Exploring Centers of Triangles
and the Nine-Point circle
Where three or more lines (or segments) intersect in the same point, the intersection is called a point of concurrency. If the three lines (or segments) are constructed from the sides or vertices of a triangle, then the point of concurrency is often referred to as a center for the triangle. In many cases the point does not appear to be in the center area and, in fact, may be located outside the triangle. Often, to distinguish the many different triangle centers which are possible, unique names are assigned to a triangle center. By naming centers the construction and properties associated with the center can be determined and recognized.
This investigation will discuss three centers and a special circle associated with all three centers. The triangle centers to be discussed are the centroid, orthocenter, and circumcenter.
A centroid is the center of Gravity of a triangle. It is often labeled with a G (for gravity) for this reason. The centroid is the common intersection of three medians. A median for a triangle is a segment that goes from a vertex to the midpoint of the opposite side.
When exploring in geometry sketchpad, I found that the centroid always stayed inside the triangle regardless of the triangle size or shape.
The centroid divides the median into lengths with a ratio of 2:1. The longest length is on the same side as the vertex used to create a particular median.

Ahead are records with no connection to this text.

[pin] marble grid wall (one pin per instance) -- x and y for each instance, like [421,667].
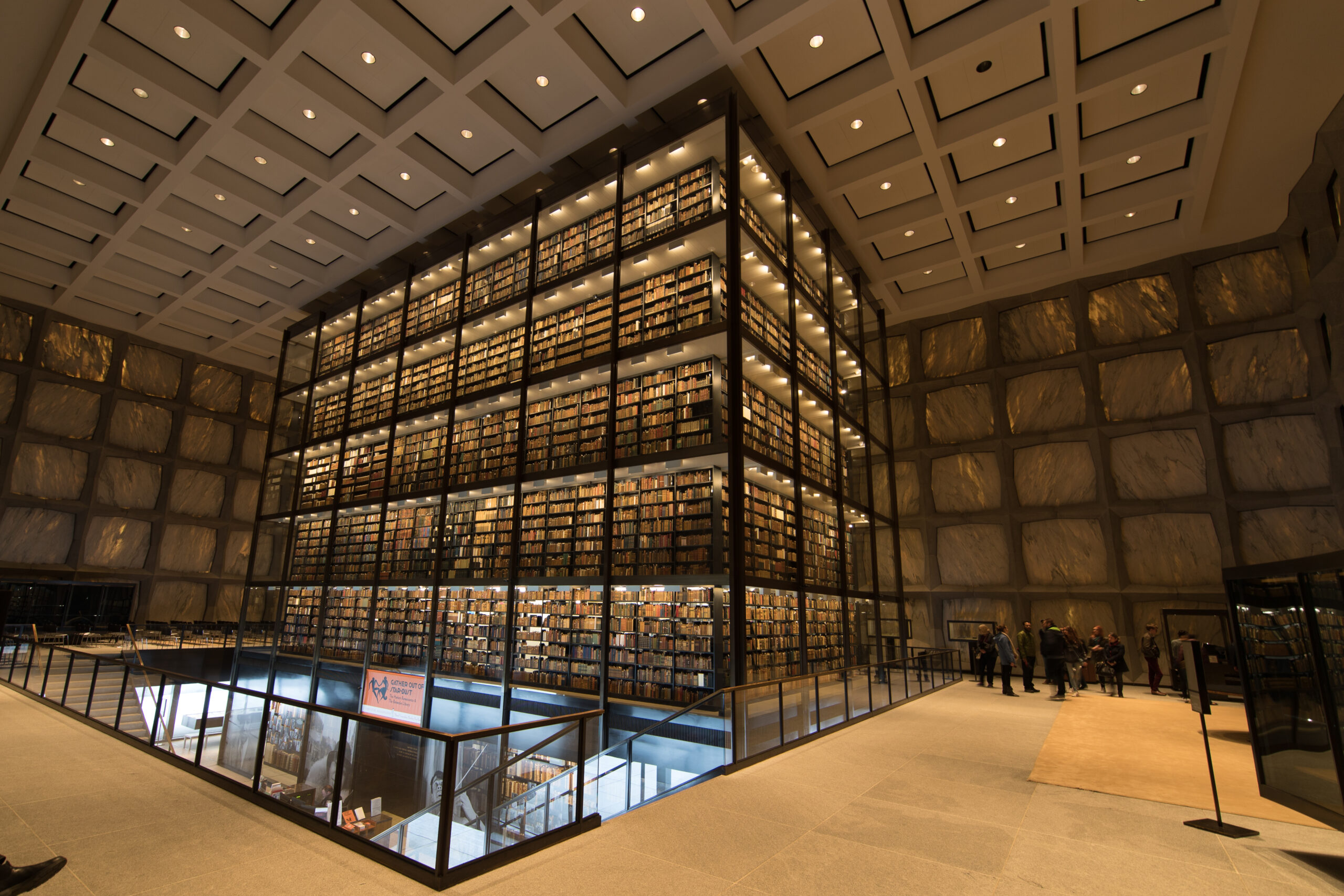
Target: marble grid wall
[1102,449]
[127,461]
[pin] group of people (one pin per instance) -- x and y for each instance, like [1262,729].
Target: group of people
[1067,657]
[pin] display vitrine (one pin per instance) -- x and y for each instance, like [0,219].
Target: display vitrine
[627,442]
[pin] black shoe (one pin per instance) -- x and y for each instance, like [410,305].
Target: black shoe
[20,880]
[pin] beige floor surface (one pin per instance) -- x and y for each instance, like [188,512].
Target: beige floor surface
[930,798]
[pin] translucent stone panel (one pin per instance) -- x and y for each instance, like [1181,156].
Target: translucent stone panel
[1140,387]
[76,351]
[34,535]
[1133,309]
[128,483]
[1064,553]
[151,373]
[953,349]
[960,414]
[1244,288]
[215,388]
[139,426]
[975,554]
[1038,331]
[64,410]
[1155,467]
[197,493]
[1054,475]
[1046,400]
[1171,550]
[1287,534]
[1277,455]
[206,441]
[49,472]
[1258,368]
[118,542]
[187,549]
[967,483]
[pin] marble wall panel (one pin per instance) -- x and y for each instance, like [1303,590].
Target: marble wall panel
[913,556]
[178,601]
[64,410]
[1288,534]
[1064,553]
[128,483]
[1244,288]
[1171,550]
[1277,455]
[118,543]
[260,400]
[35,536]
[975,554]
[255,450]
[151,373]
[1140,387]
[898,361]
[1046,400]
[8,388]
[76,351]
[206,440]
[1258,368]
[1159,465]
[908,488]
[1054,475]
[960,414]
[140,426]
[197,493]
[967,483]
[245,499]
[215,388]
[15,332]
[1038,331]
[1133,309]
[954,349]
[187,549]
[49,472]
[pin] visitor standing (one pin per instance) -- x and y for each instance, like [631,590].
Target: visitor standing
[1151,648]
[1053,652]
[1027,657]
[1003,647]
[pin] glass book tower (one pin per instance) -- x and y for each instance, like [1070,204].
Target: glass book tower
[589,456]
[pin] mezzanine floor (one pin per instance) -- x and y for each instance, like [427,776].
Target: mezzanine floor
[928,798]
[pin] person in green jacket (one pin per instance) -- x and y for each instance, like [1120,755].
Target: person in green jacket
[1027,657]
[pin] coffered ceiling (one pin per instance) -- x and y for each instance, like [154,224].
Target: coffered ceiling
[197,171]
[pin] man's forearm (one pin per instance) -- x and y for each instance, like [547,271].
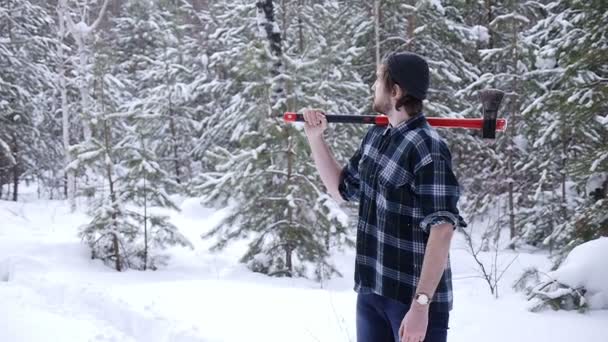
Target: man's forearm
[328,167]
[435,258]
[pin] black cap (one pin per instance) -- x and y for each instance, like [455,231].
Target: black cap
[411,72]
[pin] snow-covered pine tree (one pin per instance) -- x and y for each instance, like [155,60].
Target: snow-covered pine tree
[167,79]
[123,232]
[279,204]
[494,174]
[573,46]
[24,45]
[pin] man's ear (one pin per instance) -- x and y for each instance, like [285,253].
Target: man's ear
[397,91]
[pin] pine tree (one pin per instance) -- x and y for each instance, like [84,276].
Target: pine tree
[272,181]
[24,45]
[123,231]
[573,46]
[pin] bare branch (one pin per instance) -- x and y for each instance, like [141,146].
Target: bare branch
[100,17]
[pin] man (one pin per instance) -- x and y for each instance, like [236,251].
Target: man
[402,177]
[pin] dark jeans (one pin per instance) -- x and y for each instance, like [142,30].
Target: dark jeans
[379,319]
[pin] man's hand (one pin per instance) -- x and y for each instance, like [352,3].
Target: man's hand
[414,324]
[316,123]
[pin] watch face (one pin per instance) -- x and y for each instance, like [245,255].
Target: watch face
[422,299]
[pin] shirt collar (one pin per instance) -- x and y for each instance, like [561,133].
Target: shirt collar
[407,125]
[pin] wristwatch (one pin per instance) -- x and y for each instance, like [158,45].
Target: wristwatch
[422,299]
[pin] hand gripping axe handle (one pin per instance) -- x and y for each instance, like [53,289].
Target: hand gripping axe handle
[489,124]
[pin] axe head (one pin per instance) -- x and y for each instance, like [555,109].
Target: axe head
[490,102]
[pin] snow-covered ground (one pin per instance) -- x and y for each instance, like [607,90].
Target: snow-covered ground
[50,290]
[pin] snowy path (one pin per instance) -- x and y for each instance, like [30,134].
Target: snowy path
[51,291]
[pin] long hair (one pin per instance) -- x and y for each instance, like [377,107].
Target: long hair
[412,105]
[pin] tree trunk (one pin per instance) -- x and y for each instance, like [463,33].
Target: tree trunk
[65,122]
[411,27]
[266,9]
[377,30]
[490,17]
[509,137]
[145,224]
[115,241]
[15,168]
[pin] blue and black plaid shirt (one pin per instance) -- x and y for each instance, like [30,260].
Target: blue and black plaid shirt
[402,177]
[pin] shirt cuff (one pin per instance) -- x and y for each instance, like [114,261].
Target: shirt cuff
[342,185]
[439,218]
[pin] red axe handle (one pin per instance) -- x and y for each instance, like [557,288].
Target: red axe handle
[382,120]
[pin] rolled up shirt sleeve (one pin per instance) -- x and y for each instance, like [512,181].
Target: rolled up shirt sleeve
[349,178]
[438,193]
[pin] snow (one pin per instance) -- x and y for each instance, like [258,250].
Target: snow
[481,33]
[82,29]
[50,289]
[596,181]
[582,269]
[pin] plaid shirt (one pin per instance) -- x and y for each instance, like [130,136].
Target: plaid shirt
[402,177]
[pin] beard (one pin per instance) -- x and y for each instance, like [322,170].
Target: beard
[382,105]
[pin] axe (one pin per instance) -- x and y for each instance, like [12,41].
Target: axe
[489,124]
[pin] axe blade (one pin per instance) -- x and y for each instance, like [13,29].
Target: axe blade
[490,102]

An Orthocenter of a triangle is the common intersection of the three lines containing the altitudes. An altitude is a perpendicular segment from a vertex to the opposite side. The orthocenter is traditionally labeled H (which is helpful since the letter H itself contains right angles and provides a hint to the construction). The word ortho means right.
When exploring an orthocenter in geometry sketchpad, I found that the orthocenter can be located inside, outside or on the triangle (in the case of right triangles). For acute triangles, the orthocenter is inside the triangle. For obtuse triangles, the orthocenter is outside the triangle and “exits” the triangle through a vertex.
A circumcenter of a triangle is a point in the plane equidistant from the three vertices of the triangle. This center is traditionally labeled C. The circumcenter is on the perpendicular bisector of each side of the triangle.
When exploring a circumcenter in geometry sketchpad, I found that the circumcenter can be located inside (acute triangle), outside (obtuse triangle) or on the triangle (right triangles). For obtuse triangles, the circumcenter “exits” the triangle through a midpoint.
Another interesting fact about the circumcenter is that it is the center of a circumscribed circle around the triangle.
A discussion of these centers would not be complete with out bringing them all together into a special circle called the Nine-Point circle as shown below with the nine points labeled. The Nine-Point circle for any triangle passes through the three mid-points of the sides (labeled mid), the three feet of the altitudes (labeled perpendicular), and the three mid-points of the segments from the orthocenter vertices (labeled ortho mid).
All three of these centers are collinear (lie on the same line). The line passing through the points is called the Euler line. The center of the circle, N, also has some neat properties. It is in the middle of the orthocenter and circumcenter. If the circumcircle is dilated with respect to the orthocenter by ˝, then the result is the Nine-Point circle.